Teen cyberbullying is more common than most of us think. The good news: Parents can combat the negative consequences.
Did you know some teens are checking their social media pages more than 100 times a day? That's one of the shocking stats to come out of #Being13: Inside the Secret World of Teens, a study by CNN that took a deep dive into the social media worlds of 200 typical teens.
Perhaps more disturbing, though, is the reason behind these kids' impulsive behavior—nearly a quarter said they were logging in simply to make sure no one was saying mean things about them. One study participant named Zack said he regularly follows the accounts of his "enemies" so he can keep tabs on their conversations. "I want to see what they're talking about and if they're talking about me. Because if they're talking about me, I'm going to talk about them," he said.

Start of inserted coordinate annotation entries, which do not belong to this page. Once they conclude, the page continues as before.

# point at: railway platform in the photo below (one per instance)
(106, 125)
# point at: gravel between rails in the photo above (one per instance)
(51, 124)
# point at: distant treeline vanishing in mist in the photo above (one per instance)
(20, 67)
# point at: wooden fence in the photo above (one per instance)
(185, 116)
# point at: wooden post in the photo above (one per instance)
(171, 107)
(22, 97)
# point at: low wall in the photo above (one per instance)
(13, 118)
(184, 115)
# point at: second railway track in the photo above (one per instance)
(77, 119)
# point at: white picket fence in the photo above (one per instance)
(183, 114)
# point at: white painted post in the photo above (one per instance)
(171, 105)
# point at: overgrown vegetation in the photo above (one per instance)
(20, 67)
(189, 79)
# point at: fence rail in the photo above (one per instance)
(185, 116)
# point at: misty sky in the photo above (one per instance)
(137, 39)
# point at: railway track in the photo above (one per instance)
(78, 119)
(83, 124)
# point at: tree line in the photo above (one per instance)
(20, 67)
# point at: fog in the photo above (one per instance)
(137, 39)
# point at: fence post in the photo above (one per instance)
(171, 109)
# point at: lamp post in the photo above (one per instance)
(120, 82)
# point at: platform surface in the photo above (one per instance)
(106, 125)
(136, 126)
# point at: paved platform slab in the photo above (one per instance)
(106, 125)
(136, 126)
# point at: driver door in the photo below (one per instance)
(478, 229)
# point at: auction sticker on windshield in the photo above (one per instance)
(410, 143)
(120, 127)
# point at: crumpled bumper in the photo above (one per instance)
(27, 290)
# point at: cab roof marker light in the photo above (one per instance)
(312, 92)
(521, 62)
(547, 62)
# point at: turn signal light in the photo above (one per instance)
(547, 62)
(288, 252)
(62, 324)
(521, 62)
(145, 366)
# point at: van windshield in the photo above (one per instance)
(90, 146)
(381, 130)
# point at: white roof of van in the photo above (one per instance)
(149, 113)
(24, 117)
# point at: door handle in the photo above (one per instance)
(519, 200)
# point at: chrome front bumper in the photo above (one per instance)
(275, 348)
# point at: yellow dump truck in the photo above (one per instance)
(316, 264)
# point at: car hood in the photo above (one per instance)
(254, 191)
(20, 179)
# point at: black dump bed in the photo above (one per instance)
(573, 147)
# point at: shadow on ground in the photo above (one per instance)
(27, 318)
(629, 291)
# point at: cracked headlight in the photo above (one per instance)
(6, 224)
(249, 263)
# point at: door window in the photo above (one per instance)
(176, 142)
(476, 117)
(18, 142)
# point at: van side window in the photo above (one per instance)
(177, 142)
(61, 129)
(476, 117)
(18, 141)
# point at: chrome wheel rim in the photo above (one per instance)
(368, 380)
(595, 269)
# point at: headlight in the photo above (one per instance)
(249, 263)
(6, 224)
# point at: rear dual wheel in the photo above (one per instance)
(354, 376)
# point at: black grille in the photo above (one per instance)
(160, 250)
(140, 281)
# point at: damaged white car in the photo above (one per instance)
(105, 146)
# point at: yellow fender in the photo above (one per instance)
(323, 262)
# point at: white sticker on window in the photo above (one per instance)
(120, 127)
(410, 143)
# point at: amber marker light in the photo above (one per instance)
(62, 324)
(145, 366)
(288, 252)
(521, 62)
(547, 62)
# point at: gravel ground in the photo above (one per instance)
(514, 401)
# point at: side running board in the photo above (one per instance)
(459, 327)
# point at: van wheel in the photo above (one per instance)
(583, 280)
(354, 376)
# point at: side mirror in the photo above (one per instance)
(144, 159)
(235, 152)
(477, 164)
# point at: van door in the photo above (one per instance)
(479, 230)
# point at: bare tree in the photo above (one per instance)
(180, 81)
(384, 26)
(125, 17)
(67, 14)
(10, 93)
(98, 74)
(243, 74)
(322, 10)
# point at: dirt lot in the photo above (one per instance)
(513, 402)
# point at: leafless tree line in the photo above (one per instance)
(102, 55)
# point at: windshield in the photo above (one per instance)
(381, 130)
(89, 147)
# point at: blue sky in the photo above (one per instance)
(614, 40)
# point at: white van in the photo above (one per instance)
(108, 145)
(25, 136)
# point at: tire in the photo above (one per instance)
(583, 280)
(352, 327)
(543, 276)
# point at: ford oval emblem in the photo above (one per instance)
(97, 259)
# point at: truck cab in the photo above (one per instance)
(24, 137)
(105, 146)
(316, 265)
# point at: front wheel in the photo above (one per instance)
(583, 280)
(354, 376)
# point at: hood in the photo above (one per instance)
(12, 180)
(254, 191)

"We see a lot of evidence of, if not out-right addiction to social media, a heavy dependence on it," said sociologist Robert Faris, a school bullying and youth aggression researcher who co-authored the study. "There's a lot of anxiety about what's going on online, when they're not actually online, so that leads to compulsive checking."
And it seems these kids' fears aren't unfounded. The study—which had more than 200 eighth-graders from six different states share the content of their Facebook, Instagram, and Twitter feeds for six months (which added up to 150,000 posts and messages, by the way!)—discovered a lot of bullying. "Go die. Stop trying to be popular. Holy s**t your (sic) ugly," read one social media post sent to a girl in the study.

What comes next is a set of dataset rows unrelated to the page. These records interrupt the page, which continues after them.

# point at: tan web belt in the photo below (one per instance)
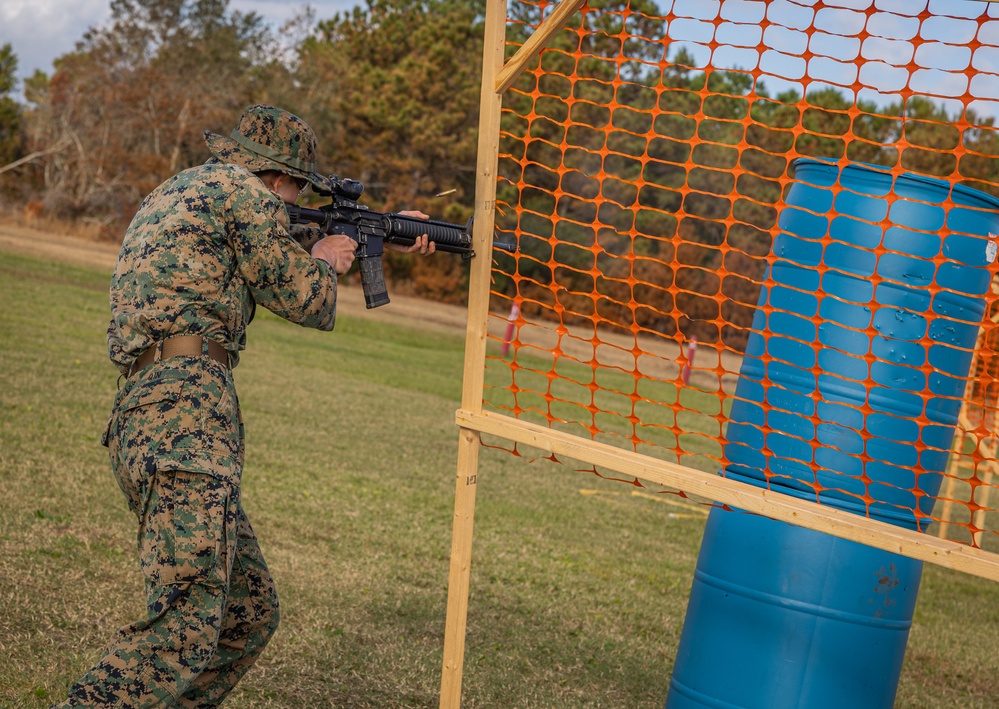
(179, 346)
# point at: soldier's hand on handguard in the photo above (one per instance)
(422, 244)
(337, 250)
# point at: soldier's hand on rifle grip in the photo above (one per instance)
(423, 244)
(337, 250)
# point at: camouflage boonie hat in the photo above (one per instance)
(269, 138)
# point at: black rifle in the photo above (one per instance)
(371, 230)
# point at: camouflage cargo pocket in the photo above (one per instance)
(185, 530)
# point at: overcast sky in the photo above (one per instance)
(41, 30)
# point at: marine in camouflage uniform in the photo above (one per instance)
(203, 249)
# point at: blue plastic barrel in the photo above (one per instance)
(781, 616)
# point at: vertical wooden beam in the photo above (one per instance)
(490, 110)
(490, 107)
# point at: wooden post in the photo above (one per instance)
(490, 102)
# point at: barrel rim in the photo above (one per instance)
(870, 169)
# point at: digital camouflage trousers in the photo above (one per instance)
(175, 441)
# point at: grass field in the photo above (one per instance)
(578, 586)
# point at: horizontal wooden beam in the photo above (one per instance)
(821, 518)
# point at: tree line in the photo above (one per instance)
(392, 89)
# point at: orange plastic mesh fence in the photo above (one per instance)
(645, 159)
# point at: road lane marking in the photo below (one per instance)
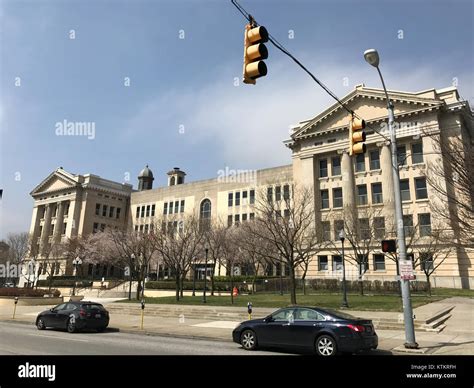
(57, 337)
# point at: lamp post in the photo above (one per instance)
(372, 57)
(205, 278)
(76, 263)
(342, 237)
(130, 273)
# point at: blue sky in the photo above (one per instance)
(182, 107)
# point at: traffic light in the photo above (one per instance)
(254, 52)
(356, 136)
(389, 246)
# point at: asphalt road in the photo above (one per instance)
(23, 339)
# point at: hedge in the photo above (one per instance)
(28, 292)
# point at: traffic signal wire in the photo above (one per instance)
(280, 47)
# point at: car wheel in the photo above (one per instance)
(71, 325)
(248, 340)
(40, 324)
(326, 346)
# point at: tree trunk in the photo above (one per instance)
(177, 286)
(292, 284)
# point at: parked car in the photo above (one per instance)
(74, 316)
(326, 332)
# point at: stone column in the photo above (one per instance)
(59, 222)
(46, 225)
(348, 181)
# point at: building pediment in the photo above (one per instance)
(368, 103)
(58, 180)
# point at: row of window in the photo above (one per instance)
(237, 218)
(107, 211)
(170, 208)
(374, 160)
(377, 229)
(362, 197)
(233, 198)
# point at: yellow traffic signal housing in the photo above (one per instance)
(357, 136)
(254, 52)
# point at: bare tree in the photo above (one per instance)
(452, 178)
(288, 223)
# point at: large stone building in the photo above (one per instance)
(68, 205)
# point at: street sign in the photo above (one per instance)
(406, 270)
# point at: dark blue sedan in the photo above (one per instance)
(326, 332)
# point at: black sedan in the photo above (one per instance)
(74, 316)
(326, 332)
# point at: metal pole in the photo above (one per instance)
(407, 308)
(205, 280)
(344, 291)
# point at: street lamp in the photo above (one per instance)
(76, 263)
(372, 57)
(205, 278)
(342, 237)
(130, 272)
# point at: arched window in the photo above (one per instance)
(205, 214)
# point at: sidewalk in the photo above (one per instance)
(456, 339)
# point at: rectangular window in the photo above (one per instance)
(338, 226)
(336, 165)
(269, 194)
(420, 188)
(286, 192)
(379, 263)
(379, 228)
(245, 197)
(374, 157)
(322, 263)
(360, 163)
(336, 263)
(424, 220)
(405, 189)
(278, 193)
(337, 197)
(324, 199)
(417, 153)
(326, 230)
(377, 196)
(323, 168)
(402, 155)
(362, 195)
(364, 229)
(408, 224)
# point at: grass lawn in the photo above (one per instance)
(356, 302)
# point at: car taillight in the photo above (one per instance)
(357, 328)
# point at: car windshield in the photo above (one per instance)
(91, 306)
(339, 314)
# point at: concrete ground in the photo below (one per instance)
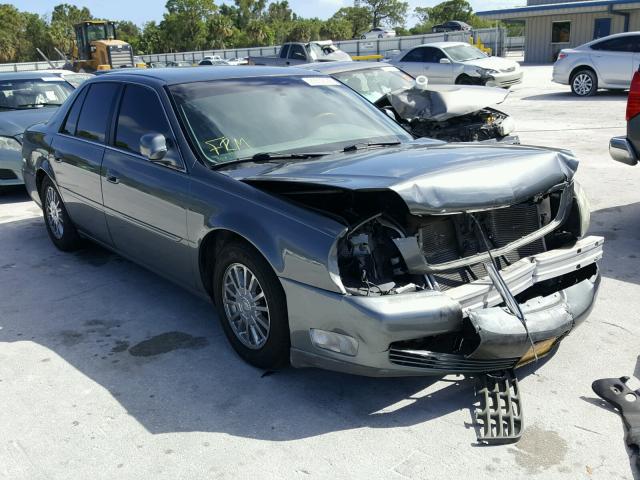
(107, 370)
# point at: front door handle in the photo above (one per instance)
(112, 177)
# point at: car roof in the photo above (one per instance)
(26, 75)
(339, 67)
(441, 44)
(172, 76)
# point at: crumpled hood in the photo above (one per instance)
(15, 122)
(435, 178)
(442, 102)
(495, 63)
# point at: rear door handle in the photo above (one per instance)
(112, 177)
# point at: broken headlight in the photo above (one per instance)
(584, 209)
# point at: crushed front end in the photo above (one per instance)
(459, 291)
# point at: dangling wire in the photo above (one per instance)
(503, 288)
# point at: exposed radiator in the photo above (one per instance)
(451, 237)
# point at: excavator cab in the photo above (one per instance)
(98, 49)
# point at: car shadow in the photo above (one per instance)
(161, 353)
(600, 96)
(620, 225)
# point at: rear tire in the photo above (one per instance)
(60, 228)
(465, 80)
(252, 306)
(584, 83)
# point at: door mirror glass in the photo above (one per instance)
(153, 146)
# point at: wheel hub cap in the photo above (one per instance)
(245, 306)
(54, 213)
(582, 84)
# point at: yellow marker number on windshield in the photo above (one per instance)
(222, 145)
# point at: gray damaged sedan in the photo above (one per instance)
(324, 234)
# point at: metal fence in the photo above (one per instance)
(494, 38)
(28, 66)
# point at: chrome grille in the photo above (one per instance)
(449, 238)
(447, 362)
(6, 174)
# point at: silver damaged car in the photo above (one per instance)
(325, 235)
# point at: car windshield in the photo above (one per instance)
(463, 53)
(33, 93)
(76, 79)
(374, 83)
(235, 119)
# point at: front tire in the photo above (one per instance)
(251, 305)
(60, 228)
(584, 83)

- RELATED: How to Identify Bullying
Shocked? You're not alone. According to the study, almost all parents (94 percent) underestimated the amount of fighting happening on social media.
The good news? Parents make a huge difference. "Parent monitoring effectively erased the negative effects of online conflicts," Fairs said.

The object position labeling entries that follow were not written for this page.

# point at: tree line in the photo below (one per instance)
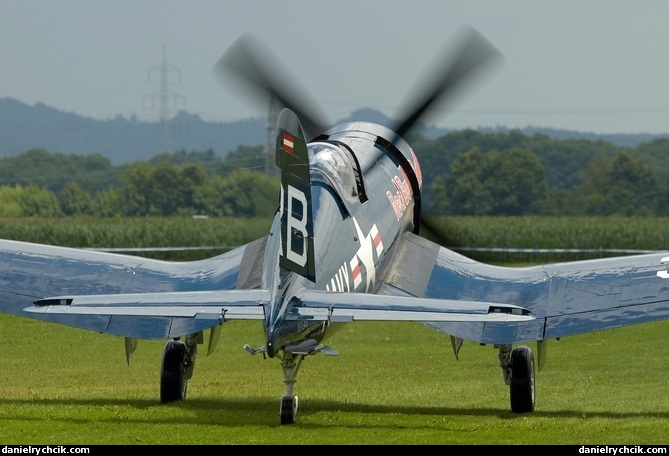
(464, 173)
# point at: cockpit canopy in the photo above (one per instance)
(334, 163)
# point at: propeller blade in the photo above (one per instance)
(252, 64)
(473, 53)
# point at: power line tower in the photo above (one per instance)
(273, 113)
(164, 95)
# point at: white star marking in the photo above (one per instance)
(366, 255)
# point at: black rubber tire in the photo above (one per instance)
(522, 392)
(172, 379)
(288, 409)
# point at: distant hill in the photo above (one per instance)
(123, 140)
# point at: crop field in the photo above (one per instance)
(392, 383)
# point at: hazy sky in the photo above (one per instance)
(593, 66)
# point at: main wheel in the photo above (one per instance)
(172, 377)
(522, 380)
(288, 409)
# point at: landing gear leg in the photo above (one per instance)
(177, 368)
(290, 365)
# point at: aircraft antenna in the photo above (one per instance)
(164, 96)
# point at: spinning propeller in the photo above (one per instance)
(249, 62)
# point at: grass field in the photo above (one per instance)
(393, 383)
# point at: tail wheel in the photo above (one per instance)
(172, 372)
(522, 380)
(288, 409)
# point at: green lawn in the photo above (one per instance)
(393, 383)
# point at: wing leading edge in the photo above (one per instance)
(130, 296)
(564, 298)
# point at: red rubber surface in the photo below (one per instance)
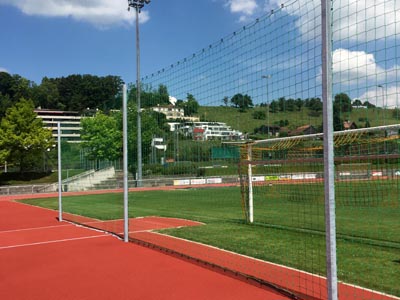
(92, 265)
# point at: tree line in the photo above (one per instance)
(73, 92)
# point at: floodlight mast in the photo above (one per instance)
(138, 5)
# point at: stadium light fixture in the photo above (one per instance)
(138, 5)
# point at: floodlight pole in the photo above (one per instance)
(267, 77)
(59, 172)
(384, 106)
(125, 160)
(138, 5)
(329, 178)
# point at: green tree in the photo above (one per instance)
(342, 103)
(150, 128)
(274, 107)
(259, 115)
(23, 139)
(225, 101)
(101, 138)
(357, 102)
(190, 106)
(242, 102)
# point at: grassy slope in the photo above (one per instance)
(246, 123)
(289, 232)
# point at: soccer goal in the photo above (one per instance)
(366, 158)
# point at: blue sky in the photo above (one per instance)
(57, 38)
(41, 39)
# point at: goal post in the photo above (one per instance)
(360, 154)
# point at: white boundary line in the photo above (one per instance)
(55, 241)
(35, 228)
(277, 265)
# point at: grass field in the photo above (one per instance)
(286, 231)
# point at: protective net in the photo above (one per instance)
(253, 99)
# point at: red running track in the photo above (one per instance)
(41, 258)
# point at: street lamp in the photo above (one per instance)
(138, 5)
(267, 77)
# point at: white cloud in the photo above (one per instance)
(246, 8)
(353, 67)
(358, 20)
(383, 97)
(100, 13)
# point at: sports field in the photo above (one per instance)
(44, 259)
(368, 232)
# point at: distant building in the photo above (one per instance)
(303, 130)
(347, 125)
(204, 131)
(70, 122)
(174, 113)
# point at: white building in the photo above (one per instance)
(70, 122)
(205, 131)
(174, 113)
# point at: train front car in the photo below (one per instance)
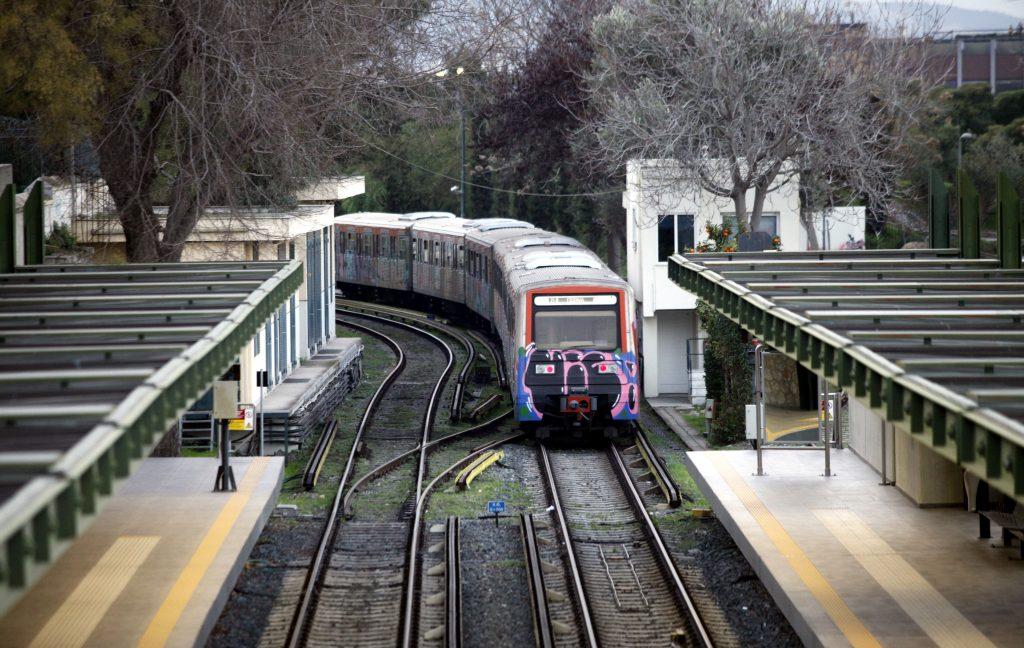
(577, 361)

Because cyberbullying can have a host of negative effects—from anxiety to substance abuse, self-harm, and even suicidal thoughts or actions—it's worth it to keep a close eye on your child's social media activity.
"Between texting, social media sites, and live video streaming, cyberbullying is easier than ever, but the signs are often difficult to spot," says Yoko Liriano, director of city-wide teen programs for the YMCA of Greater New York. Here, Liriano offers six tips to help protect your child from the harmful effects of cyberbullying.
- Get face time with your kidsthe old-fashioned way. Spend time with your kids every day and give them your full, undivided attention. Turn off cell phones, TVs, and computers to create a conversation-friendly environment.
- Learn the signs. A child who is being bullied may have a loss of appetite, lose interest in favorite activities, and withdraw socially and emotionally in other ways. Watch for changes in behavior and seek help if you suspect something is wrong.
- Be available to talk, but don't force it. Kids may feel embarrassed, ashamed, angry, or confused about being bullied, and it may be difficult for them to talk about it with you. Give them time to open up and let them know you are there and will be supportive if they need your help.
- Let them know it's not their fault. Never blame a child for being bullied or for not "fighting back." It can be helpful to share one or two your own personal stories so they know they aren'tthe only ones to experience this kind of behavior or feel the way they do.
- Help find positive ways for them to feel empowered and regain self-esteem. Show that you are committed to helping them resolve the issue, and talk through ways to address or cope with the bullying behavior.
- Be a model for kind behavior. Set the right example for your kids and avoid making negative or bullying comments about others—online or in person.